DEFUNTI ATIPICI TRA ARCHEOLOGIA E ANTROPOLOGIA. QUESTIONI APERTE
Maria Bonghi Jovino | Università degli Studi di Milano
Abstract
La questione delle morti atipiche è argomento sub iudice. Con questo contributo intendo trattare il tema da una angolazione specifica. Si tratta di quei defunti atipici che sono stati sepolti non in necropoli bensì al centro dell’abitato di Tarquinia, in un’area sacralizzata fin dalle origini con una connotazione che appare decisamente anomala. Le modalità di morte sono diverse in quanto si tratta di defunti di morte naturale e di morte violenta.
Alcune sepolture rappresentano dei veri e propri casi di studio.

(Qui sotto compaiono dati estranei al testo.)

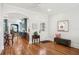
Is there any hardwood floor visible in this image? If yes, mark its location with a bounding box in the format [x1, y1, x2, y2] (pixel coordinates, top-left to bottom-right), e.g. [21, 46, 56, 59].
[1, 37, 79, 55]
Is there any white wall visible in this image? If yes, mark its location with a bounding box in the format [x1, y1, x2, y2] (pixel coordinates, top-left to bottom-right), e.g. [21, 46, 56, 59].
[4, 4, 48, 43]
[0, 4, 4, 53]
[48, 8, 79, 48]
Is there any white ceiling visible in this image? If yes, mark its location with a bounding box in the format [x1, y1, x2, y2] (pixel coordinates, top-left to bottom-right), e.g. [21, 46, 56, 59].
[4, 3, 79, 14]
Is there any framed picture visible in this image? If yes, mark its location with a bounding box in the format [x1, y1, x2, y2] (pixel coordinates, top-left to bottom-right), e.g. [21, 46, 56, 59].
[40, 23, 45, 31]
[57, 20, 69, 32]
[32, 23, 37, 30]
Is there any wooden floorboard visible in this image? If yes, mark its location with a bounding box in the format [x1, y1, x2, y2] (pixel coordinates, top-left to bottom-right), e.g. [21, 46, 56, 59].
[1, 37, 79, 55]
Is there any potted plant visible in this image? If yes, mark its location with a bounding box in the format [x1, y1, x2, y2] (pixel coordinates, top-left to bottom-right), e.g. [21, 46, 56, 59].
[33, 31, 38, 35]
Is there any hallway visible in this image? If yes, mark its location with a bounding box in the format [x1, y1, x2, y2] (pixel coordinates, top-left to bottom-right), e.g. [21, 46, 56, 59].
[2, 34, 79, 55]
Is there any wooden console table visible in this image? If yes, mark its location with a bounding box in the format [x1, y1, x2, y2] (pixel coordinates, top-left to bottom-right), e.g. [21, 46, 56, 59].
[32, 35, 40, 44]
[54, 37, 71, 47]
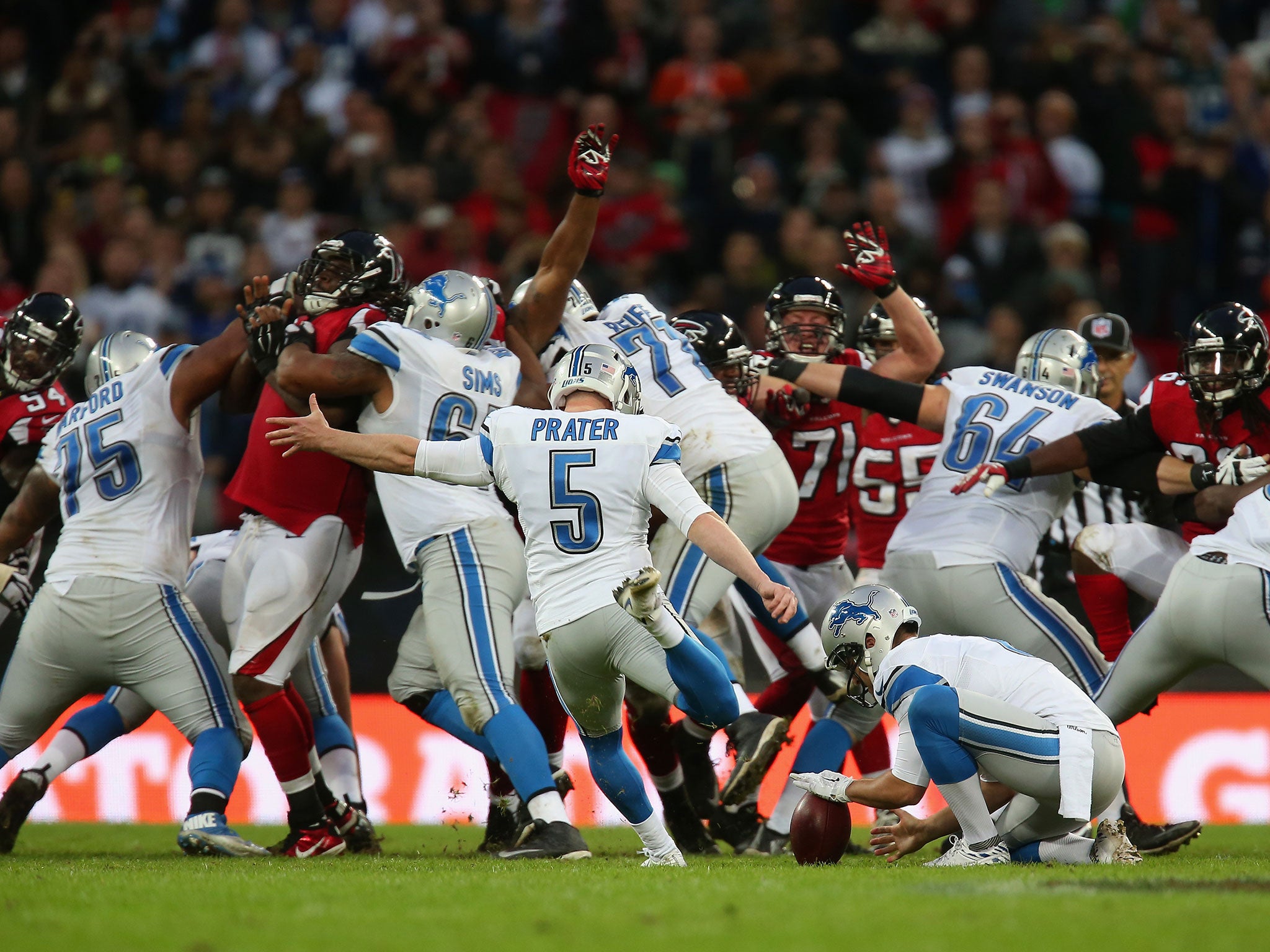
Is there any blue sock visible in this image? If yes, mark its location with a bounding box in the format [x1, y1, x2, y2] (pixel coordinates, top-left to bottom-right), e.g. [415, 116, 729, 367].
[422, 690, 498, 760]
[314, 715, 357, 756]
[790, 721, 851, 773]
[665, 636, 740, 728]
[733, 556, 812, 641]
[482, 705, 555, 803]
[582, 728, 653, 825]
[908, 684, 979, 785]
[64, 700, 127, 756]
[189, 728, 242, 800]
[1010, 843, 1040, 863]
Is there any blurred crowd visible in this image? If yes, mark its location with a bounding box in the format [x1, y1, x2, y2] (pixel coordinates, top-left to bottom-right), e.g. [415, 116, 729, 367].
[7, 0, 1270, 522]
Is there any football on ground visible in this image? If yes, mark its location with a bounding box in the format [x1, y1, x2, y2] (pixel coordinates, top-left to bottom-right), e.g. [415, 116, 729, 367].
[790, 793, 851, 866]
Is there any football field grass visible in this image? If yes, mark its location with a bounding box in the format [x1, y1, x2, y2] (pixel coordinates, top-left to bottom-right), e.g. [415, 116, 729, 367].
[0, 824, 1270, 952]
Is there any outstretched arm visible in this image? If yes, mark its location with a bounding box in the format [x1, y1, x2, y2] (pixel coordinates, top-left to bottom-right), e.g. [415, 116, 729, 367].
[0, 465, 58, 562]
[756, 355, 949, 433]
[510, 123, 617, 354]
[838, 221, 944, 383]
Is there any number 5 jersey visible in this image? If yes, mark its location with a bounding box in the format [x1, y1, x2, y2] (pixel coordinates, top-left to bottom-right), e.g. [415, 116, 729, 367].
[887, 367, 1120, 573]
[37, 344, 203, 591]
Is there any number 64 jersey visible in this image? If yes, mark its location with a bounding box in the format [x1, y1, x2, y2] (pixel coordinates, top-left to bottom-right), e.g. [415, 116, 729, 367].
[37, 344, 203, 591]
[887, 367, 1119, 573]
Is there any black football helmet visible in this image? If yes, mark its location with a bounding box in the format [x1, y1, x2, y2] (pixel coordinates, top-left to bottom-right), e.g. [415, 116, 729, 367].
[856, 297, 940, 363]
[0, 291, 84, 394]
[670, 311, 758, 399]
[1177, 301, 1270, 406]
[763, 274, 847, 361]
[296, 230, 406, 320]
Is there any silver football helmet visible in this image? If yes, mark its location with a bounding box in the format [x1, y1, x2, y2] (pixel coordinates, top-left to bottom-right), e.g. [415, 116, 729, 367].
[84, 330, 159, 394]
[548, 344, 642, 414]
[1015, 327, 1099, 397]
[404, 271, 498, 350]
[507, 278, 600, 321]
[820, 585, 922, 707]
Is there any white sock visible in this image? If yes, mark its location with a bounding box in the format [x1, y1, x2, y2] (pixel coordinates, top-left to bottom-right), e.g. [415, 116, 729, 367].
[935, 773, 997, 847]
[767, 779, 802, 837]
[683, 717, 714, 740]
[785, 624, 825, 671]
[23, 729, 87, 783]
[1036, 832, 1093, 866]
[652, 764, 683, 793]
[319, 747, 362, 803]
[631, 814, 676, 855]
[530, 790, 569, 822]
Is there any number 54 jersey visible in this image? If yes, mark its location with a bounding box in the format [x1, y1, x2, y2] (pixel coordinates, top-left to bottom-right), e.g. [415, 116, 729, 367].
[887, 367, 1119, 573]
[37, 344, 203, 591]
[349, 321, 521, 569]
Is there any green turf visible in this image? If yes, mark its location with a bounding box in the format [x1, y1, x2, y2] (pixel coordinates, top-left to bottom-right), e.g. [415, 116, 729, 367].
[0, 824, 1270, 952]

La sepoltura avvenuta alla fine del X secolo a.C. di un bambino epilettico, disteso sulla nuda terra, riporta alla fenomenologia del ‘prodigioso’ ed è da intendere quale espressione di un processo di simbolizzazione nella percezione del ‘divino’ maturata nella comunità tarquiniese. In altri termini si tratterebbe di un processo di coniugazione tra percezione e realtà.
Un altro caso è rappresentato dal supplizio capitale di un adulto a carattere espiatorio nell’VIII secolo a.C. Gli studi sui sacrifici umani in area mediterranea risente dell’importanza dell’argomento pur nelle diverse impostazioni degli studiosi, da coloro che hanno stimato come il numero elevato delle citazioni antiche dovesse trovare un riscontro nella realtà, a coloro che hanno espresso contrarietà, incredulità o negazione. Né sono mancate varie speculazioni sulla definizione di “sacrificio”.
Ci si interroga sulla possibile esistenza di una differenza tra sacrificio umano propriamente detto, vale a dire offerto alla divinità, e altri riti che possono richiedere l’uccisione dell’uomo e se pratiche siffatte nell’età del Ferro possano risalire a situazioni ancora più remote. La collocazione dell’individuo e le vicende collegate alla pena capitale aprono spiragli su specifiche liturgie di cerimonie pubbliche nell’area sacralizzata che fin dall’origine funse da socio-religious focus della città etrusca.
Infine le due discipline, archeologia e antropologia, devono fare i conti, al loro interno, con una complessità di teorie, di modelli, di realtà pratiche e ideologiche, che non sempre consentono agevoli transiti da una sponda all’altra.